Nel caso delle aziende di vigilanza privata (Mondialpol, Cosmopol, ecc.) l’intervento giudiziario, per iniziativa della procura di Milano deborda fino a giudicare la congruità del contratto nazionale (per altro rinnovato da poco dalle federazioni di categoria di Cgil, Cisl e Uil, dopo anni dalla scadenza di quello precedente e con decorrenza dal 1° giugno 2023 al 1° maggio 2026). Sui siti delle maggiori confederazioni sono pubblicati i contenuti di questo travagliato rinnovo che non si limitano alla cifra di 5,3 euro l’ora (pari a 930 euro lordi al mese) come ha denunciato la procura. Sulla parte economica l’ipotesi di accordo definisce un aumento a regime di 140 euro per il IV Livello GPG e per il Livello D dei Servizi Fiduciari. Più un’una tantum di 400 euro. Poi, chi ha deciso che i contratti devono stabilire – come unico elemento da prendere in considerazione per confermarne la correttezza – salari minimi al di sopra della soglia di povertà (un indicatore che di solito riguarda il nucleo familiare non il singolo individuo), ignorando la parte normativa e le misure di welfare aziendale? Queste discutibili iniziative aprono un nuovo capitolo per quanto riguarda il ruolo della magistratura inquirente nel campo del lavoro. La linea di condotta scelta dalla procura tende ad esaurire la questione a livello della indagine, senza arrivare alla sentenza di un giudice. Le aziende sono indotte, nei fatti, a seguire l’esempio della Mondialpol che ha deciso in modo unilaterale un congruo aumento - in pratica a pagare una sorta di riscatto - per liberarsi tramite la revoca del controllo giudiziario chiamato a verificare la presenza di fattispecie di reato. Così si completerà ciò a cui le procure aspirano: risolvere il contenzioso in fase di indagini, magari con l’aiuto della gogna mediatico-giudiziaria. Del resto, sappiamo come funzionano questi eventi: basta gonfiare un po’ la storia per indurre le importanti aziende, anche pubbliche (le quali si avvalgono di questi servizi) a dare disdetta ai contratti (magari stipulati in regime di massimo ribasso), con l’azienda accusata di caporalato e di sfruttamento dei lavoratori.
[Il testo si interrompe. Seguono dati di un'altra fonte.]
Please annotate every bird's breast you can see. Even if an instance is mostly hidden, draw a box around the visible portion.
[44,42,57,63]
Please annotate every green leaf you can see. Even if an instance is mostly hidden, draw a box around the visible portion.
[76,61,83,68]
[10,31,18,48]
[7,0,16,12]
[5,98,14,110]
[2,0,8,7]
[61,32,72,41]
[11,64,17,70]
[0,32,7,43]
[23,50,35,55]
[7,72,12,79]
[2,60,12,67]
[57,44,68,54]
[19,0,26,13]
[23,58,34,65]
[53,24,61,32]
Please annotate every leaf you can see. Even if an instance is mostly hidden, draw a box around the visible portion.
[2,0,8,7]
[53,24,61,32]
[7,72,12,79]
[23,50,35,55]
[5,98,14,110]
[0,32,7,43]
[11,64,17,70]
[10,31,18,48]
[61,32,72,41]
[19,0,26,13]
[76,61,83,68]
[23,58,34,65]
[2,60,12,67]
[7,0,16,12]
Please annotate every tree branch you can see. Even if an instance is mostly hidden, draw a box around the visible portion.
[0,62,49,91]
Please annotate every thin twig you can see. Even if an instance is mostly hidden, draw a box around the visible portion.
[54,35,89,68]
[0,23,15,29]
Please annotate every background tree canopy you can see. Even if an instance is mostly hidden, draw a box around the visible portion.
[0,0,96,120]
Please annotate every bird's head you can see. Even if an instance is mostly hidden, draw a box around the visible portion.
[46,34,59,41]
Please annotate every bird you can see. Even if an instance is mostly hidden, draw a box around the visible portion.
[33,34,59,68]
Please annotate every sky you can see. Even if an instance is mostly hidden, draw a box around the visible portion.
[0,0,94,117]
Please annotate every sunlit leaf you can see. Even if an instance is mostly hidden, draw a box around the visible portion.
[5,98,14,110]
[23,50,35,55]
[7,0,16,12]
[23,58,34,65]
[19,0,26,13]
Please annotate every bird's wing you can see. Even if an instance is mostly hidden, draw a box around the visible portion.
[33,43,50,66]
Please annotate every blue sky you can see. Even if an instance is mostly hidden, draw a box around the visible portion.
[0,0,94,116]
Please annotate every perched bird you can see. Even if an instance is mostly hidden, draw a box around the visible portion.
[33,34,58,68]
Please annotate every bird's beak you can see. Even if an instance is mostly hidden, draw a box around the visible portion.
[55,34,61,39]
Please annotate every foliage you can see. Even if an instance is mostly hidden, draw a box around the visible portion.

Se questa è un’ulteriore fattispecie di giurisprudenza creativa dovrebbero essere chiamate a rispondere di favoreggiamento anche le organizzazioni sindacali firmatarie.
Come altro dovrebbe comportarsi, poi, un’impresa iscritta ad una associazione a cui è affidato il mandato a contrattare con le controparti naturali se non applicare correttamente quanto da loro stabilito e sottoscritto nel contratto stesso? Tanto varrebbe, per coerenza, impugnare il contratto nazionale “fellone” anziché perseguitare le aziende che lo applicano. Nonché imputare di concorso in reato tutti gli appartenenti alle delegazioni che hanno preso parte al negoziato. Figurarsi che bella retata! Non ci sarà un po’ di nostalgia per il ruolo svolto dalla magistratura del lavoro durante il periodo corporativo?

Il grande imbroglio dei ‘’contratti pirata’’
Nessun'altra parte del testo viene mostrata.